Take an instance — the flower of a plant. However fine and dainty it may look, it is pressed to do a great service and its colors and forms are all suited to its work. It must bring forth the fruit, or the continuity of plant life will be broken and the earth will be turned into a desert ere long. The color and the smell of the flower are all for some purpose; therefore no sooner is it fertilized by the bee, no sooner does the time of its fruition arrive, than it sheds its exquisite petals and a cruel economy compels it to give up its sweet perfume. It has no time to flaunt its finery, for it is busy beyond measure. Viewed from without, necessity seems to be the only factor in Nature, for which everything works and moves. There the bud develops into the flower, the flower into the fruit, the fruit into the seed, the seed into a new plant again, and so forth, the chain of activity running on unbroken.

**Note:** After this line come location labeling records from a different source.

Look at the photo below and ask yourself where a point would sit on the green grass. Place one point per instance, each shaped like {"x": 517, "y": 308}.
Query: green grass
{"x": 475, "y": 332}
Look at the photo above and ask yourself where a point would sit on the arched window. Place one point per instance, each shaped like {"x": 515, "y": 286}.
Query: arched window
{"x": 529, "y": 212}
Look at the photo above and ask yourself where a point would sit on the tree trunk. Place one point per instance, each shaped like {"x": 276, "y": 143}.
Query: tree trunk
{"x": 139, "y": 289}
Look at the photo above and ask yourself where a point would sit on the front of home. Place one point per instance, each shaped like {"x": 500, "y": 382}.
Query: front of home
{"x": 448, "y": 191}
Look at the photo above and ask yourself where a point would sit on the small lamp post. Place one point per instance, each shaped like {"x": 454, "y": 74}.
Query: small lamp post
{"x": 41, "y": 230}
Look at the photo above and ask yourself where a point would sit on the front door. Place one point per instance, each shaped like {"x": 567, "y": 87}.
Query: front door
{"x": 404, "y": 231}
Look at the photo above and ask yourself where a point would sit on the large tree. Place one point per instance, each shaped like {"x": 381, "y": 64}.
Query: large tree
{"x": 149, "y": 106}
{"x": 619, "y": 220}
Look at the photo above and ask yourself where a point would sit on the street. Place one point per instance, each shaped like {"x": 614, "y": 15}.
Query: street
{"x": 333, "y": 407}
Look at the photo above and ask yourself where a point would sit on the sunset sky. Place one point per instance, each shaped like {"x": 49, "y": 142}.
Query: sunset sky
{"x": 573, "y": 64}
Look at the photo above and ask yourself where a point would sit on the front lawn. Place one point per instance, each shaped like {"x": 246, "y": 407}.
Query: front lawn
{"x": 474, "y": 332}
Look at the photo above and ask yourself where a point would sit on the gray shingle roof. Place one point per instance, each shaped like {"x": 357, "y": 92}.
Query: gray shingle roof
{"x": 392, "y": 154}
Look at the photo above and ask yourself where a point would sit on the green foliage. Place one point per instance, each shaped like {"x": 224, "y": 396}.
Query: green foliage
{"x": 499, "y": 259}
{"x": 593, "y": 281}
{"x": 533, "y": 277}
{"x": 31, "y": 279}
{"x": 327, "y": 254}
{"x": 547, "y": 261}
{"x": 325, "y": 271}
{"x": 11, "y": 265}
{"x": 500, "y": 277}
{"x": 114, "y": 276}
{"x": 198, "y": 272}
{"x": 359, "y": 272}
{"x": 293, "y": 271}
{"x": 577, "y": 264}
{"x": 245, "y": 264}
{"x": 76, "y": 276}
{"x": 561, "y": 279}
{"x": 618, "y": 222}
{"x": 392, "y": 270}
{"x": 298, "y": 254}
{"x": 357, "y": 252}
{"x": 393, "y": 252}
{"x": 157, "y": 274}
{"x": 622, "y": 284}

Should there crop up any disturbance or impediment, no excuse would be accepted and the unfortunate thing so choked in its movement would at once be labelled as rejected, and be bound to die and disappear post-haste.
In the great office of Nature, there are innumerable departments with endless work going on, and the fine flower that you behold there, gaudily attired and scented like a dandy, is by no means what it appears to be, but rather is like a laborer toiling in sun and shower, who has to submit a clear account of his work, and has no breathing space to enjoy himself in a playful frolic.
But when this same flower enters the heart of men, its aspect of busy practicalness is gone and it becomes the very emblem of leisure and repose. The same object that is the source of endless activity without, is the perfect expression of beauty and peace within.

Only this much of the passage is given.